In February 2015, the National Legislative Assembly proposed its first bill to the Thai Government for consideration.  The bill – supported by Protection of Children’s Rights Foundation Thailand – recommended a definition of child sexual abuse material that met with the recommendation made by UNODC but also one that went beyond the scope required by the Optional Protocol to the United Nations Convention on the Rights of the Child.  The bill also prescribed punishment of up to 5 years of imprisonment for simple possession of child sexual abuse material and up to 7 years for trade and distribution of child sexual abuse material. 
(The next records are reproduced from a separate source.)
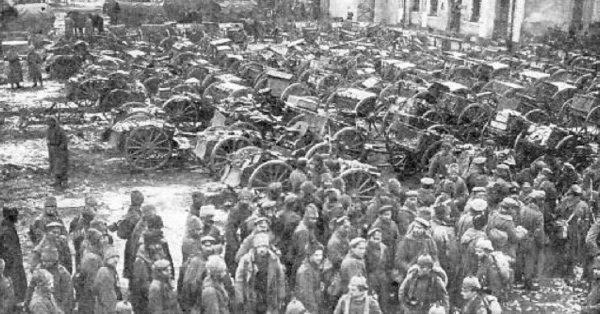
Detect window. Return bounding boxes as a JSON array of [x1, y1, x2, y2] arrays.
[[412, 0, 421, 12], [429, 0, 438, 16], [471, 0, 481, 22]]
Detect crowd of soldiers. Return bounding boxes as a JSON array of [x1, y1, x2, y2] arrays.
[[0, 143, 600, 314]]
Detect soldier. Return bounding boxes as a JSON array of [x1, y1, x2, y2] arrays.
[[365, 227, 395, 313], [340, 238, 367, 293], [396, 191, 419, 237], [371, 205, 400, 260], [515, 190, 546, 290], [327, 216, 352, 270], [0, 202, 27, 303], [34, 221, 73, 274], [290, 204, 319, 285], [69, 196, 98, 268], [235, 233, 285, 314], [46, 116, 69, 189], [94, 248, 122, 314], [465, 157, 488, 190], [295, 243, 325, 314], [29, 196, 67, 245], [398, 254, 450, 314], [428, 142, 456, 178], [27, 45, 44, 87], [200, 255, 232, 314], [0, 258, 17, 314], [557, 185, 593, 281], [417, 178, 435, 207], [29, 269, 62, 314], [225, 189, 253, 273], [148, 259, 182, 314], [333, 276, 382, 314], [486, 197, 525, 259], [108, 190, 144, 279], [461, 277, 488, 314], [129, 230, 165, 313], [394, 218, 438, 284], [178, 236, 215, 312], [74, 228, 105, 313]]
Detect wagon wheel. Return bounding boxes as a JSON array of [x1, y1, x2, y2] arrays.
[[377, 84, 398, 105], [316, 74, 344, 95], [297, 69, 317, 83], [100, 89, 131, 111], [422, 109, 444, 124], [108, 72, 129, 89], [229, 121, 259, 132], [524, 109, 550, 124], [76, 79, 108, 107], [229, 88, 254, 98], [162, 96, 199, 132], [281, 83, 311, 101], [254, 77, 269, 90], [125, 125, 172, 171], [332, 127, 365, 160], [304, 142, 337, 159], [209, 136, 252, 178], [458, 104, 492, 126], [340, 169, 378, 203], [248, 160, 293, 192]]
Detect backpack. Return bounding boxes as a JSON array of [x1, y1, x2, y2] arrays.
[[481, 295, 502, 314]]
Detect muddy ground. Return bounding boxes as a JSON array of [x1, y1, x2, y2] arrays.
[[0, 3, 583, 314]]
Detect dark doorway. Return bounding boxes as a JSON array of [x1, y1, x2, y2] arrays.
[[492, 0, 511, 40]]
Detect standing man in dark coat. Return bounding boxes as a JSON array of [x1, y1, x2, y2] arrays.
[[108, 190, 144, 279], [46, 116, 69, 188], [0, 207, 27, 303]]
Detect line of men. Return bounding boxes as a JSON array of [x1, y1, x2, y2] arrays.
[[0, 143, 600, 314]]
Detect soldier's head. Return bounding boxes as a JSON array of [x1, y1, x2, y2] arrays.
[[152, 259, 171, 281], [348, 275, 369, 297], [304, 204, 319, 228], [252, 233, 270, 256], [142, 230, 164, 260], [206, 255, 227, 278], [417, 254, 433, 276], [200, 236, 217, 256], [129, 190, 144, 206], [379, 205, 394, 221], [31, 268, 54, 294], [41, 246, 58, 269], [475, 239, 494, 259], [367, 227, 382, 244], [46, 221, 64, 241], [306, 242, 323, 265], [254, 216, 271, 232], [192, 191, 206, 208], [461, 277, 481, 300], [44, 196, 58, 217], [104, 246, 121, 268], [350, 238, 367, 258]]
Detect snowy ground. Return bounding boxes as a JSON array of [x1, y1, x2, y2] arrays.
[[0, 3, 583, 314]]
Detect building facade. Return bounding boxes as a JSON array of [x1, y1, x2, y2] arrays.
[[330, 0, 600, 42]]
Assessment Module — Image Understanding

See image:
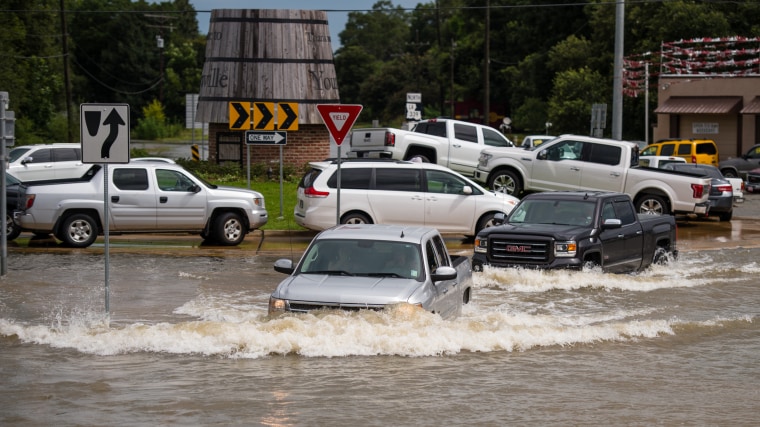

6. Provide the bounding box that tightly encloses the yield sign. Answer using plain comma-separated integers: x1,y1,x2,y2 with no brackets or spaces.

The criminalization of the possession of child sexual abuse material means that the production of new material by offenders through the abuse of more children will be against the law in Thailand.  If this law can be effectively implemented, children in Thailand can continue to remain an asset, contribute positively to the growth of the nation and not become a liability.   

What You Can Do

Help ensure a healthier, more productive future for children and for Thailand by: 

  • Encouraging the government to invest in long-term child protection programs 
  • Exploring opportunities with your company to invest resources on child protection initiatives
  • Learning what opportunities exist to work with other agencies  and 
  • Signing the petition at http://www.change.org/childabuse to support the amendment of Thai law to include possession of child sexual abuse material as a specific offense.

Update

In December 2015, the Thai National Legislative Assembly passed the bill criminalizing the possession of child sexual abuse material nearly unanimously, with 193 of 196 members voting in favor of the law.